President Barack Obama’s trustbusters have shown an uncanny knack for picking battles. They’re unbeaten in lawsuits challenging chunky mergers such as Sysco’s $3.5 billion bid for US Foods. That puts similar deals like the proposed $6.3 billion acquisition of Office Depot by Staples in doubt. Prior administrations filed more cases, but few chalked up as much success.
Obama took office promising improvement over George W. Bush’s antitrust record, which he called the “weakest” in 50 years and included botched suits against transactions like Oracle’s purchase of PeopleSoft. Obama enforcers promptly thwarted high-profile unions such as AT&T and T-Mobile USA and a takeover of NYSE Euronext by Nasdaq OMX and Intercontinental Exchange.
The Justice Department had been challenging deals about as often under Obama as under Bush, according to a 2012 Stanford Law School study. Earlier research on Federal Trade Commission efforts reached similar conclusions. What the statistics missed was how quickly and decisively deals were killed. The Justice Department refused even to consider possible fixes to the T-Mobile or NYSE transactions.
Chief executives cowed by the financial crisis eventually broke out in a big way, emboldened to pursue aggressive deals. Many ran into enforcement as tough as advertised. AB InBev, the world’s top brewer, was forced to restructure its $20 billion purchase of Mexico’s Grupo Modelo in 2013. Television and internet service providers Time Warner Cable and Comcast had to abandon their $45 billion merger.
Regulators have responded to the M&A boom with their own bold tactics.
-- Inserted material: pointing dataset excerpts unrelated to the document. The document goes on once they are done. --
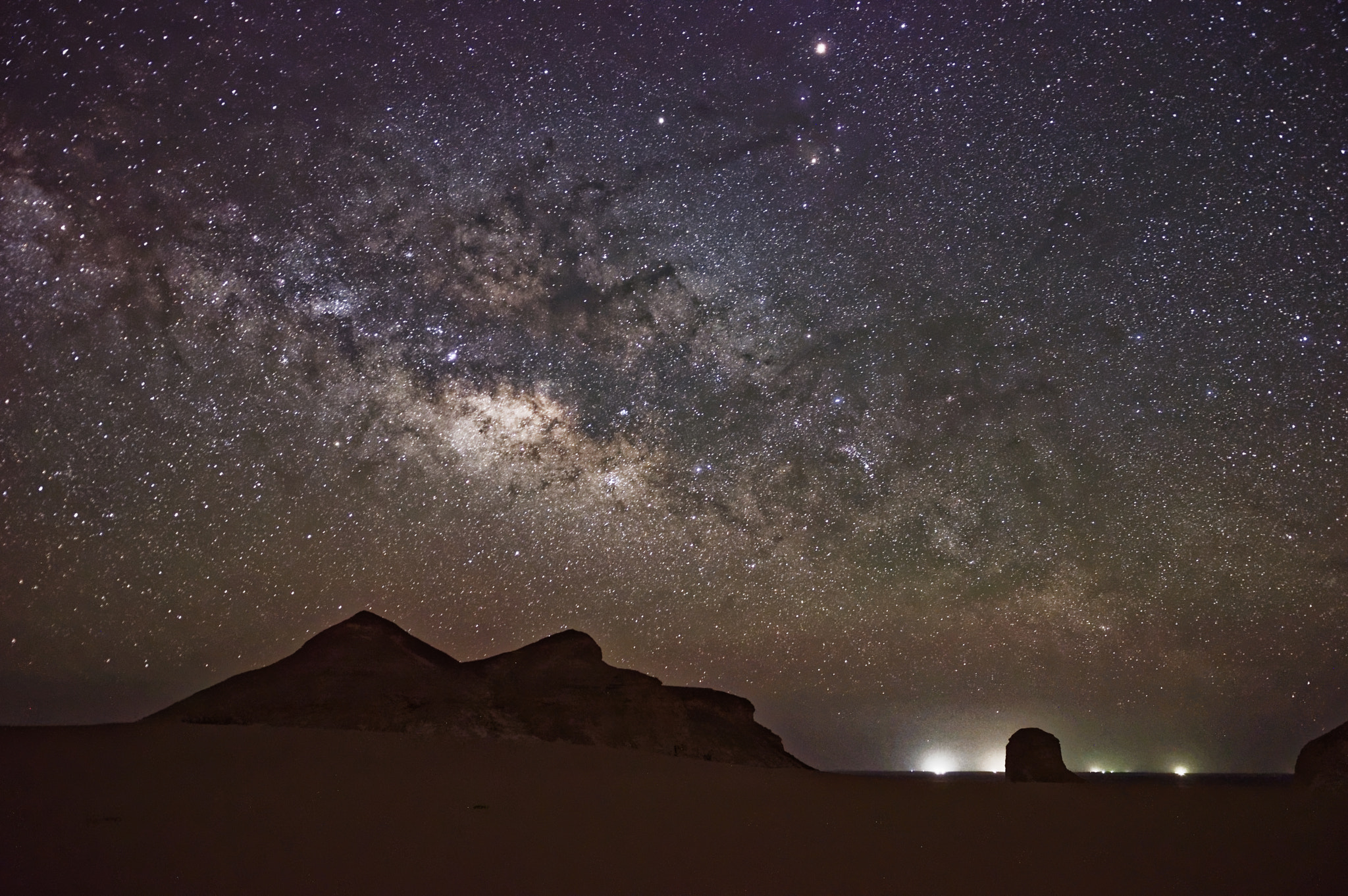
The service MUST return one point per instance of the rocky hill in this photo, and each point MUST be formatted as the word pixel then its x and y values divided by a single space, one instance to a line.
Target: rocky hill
pixel 369 674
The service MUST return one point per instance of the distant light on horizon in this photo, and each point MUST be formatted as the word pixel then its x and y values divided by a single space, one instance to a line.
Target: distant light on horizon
pixel 937 763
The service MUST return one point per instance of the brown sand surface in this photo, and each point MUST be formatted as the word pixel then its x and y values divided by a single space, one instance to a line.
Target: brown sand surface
pixel 217 809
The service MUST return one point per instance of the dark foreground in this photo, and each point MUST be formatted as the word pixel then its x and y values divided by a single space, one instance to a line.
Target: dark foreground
pixel 221 809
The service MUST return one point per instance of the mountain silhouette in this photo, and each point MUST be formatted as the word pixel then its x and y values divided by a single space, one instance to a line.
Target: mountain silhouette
pixel 369 674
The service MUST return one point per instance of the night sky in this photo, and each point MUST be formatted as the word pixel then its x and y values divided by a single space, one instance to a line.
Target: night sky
pixel 918 371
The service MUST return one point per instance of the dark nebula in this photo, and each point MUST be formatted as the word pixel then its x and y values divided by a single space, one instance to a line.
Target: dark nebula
pixel 920 371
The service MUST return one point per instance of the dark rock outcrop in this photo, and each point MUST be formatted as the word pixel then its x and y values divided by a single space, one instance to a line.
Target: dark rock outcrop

Sysco and US Foods argued that stiff regional competition would hold down prices in the food service industry. The FTC successfully countered that only those two companies could serve hotel and restaurant chains, and that losing one would curb competition. Similar logic threatens office supply giant Staples’ deal and Electrolux’s $3.3 billion bid for General Electric’s appliance business.
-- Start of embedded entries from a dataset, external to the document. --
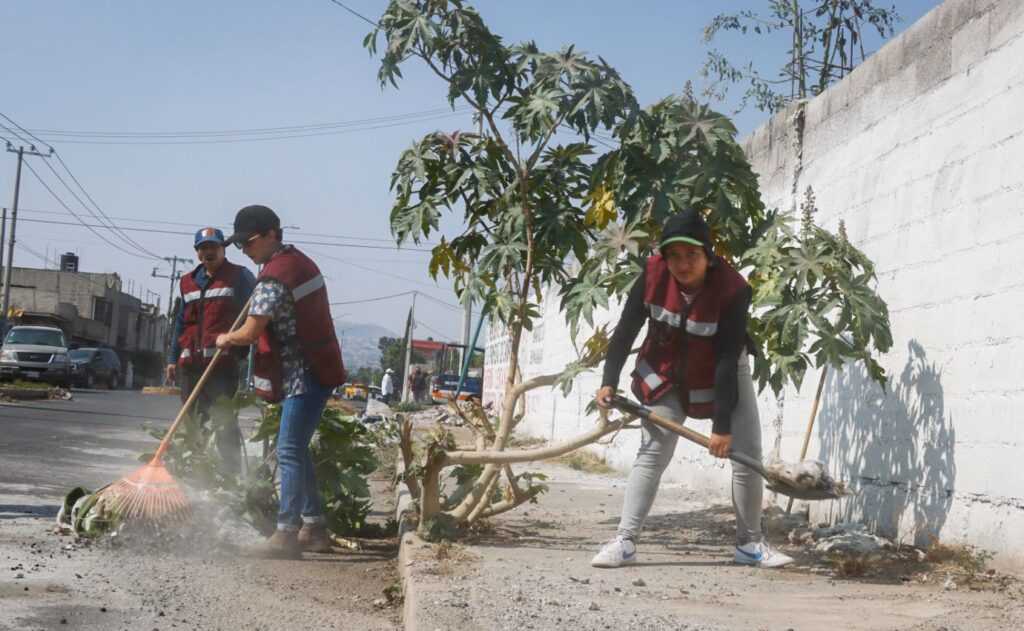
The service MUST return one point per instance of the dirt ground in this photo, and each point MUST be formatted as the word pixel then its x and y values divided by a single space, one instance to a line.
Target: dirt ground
pixel 50 581
pixel 532 571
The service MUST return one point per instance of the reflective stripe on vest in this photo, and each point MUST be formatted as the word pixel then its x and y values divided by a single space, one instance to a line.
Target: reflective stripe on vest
pixel 664 314
pixel 651 378
pixel 704 329
pixel 705 395
pixel 219 292
pixel 307 288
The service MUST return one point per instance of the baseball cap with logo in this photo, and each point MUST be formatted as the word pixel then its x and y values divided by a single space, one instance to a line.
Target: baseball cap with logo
pixel 253 220
pixel 209 235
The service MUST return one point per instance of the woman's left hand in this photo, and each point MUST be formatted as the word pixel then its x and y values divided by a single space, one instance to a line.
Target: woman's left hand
pixel 720 445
Big fights may remain. Proposed mega-mergers of U.S. health insurers Aetna with Humana and Anthem with Cigna are under review. Shrinking that industry from five big companies to three raises important issues involving antitrust law, healthcare policy and the competing powers of state insurance commissioners.
The latest Justice Department figures reveal a slight drop in merger investigations since 2005. No CEO, general counsel or investor should be fooled, though. An emphasis on quality over quantity means today’s dealmakers should expect to encounter more deal breakers.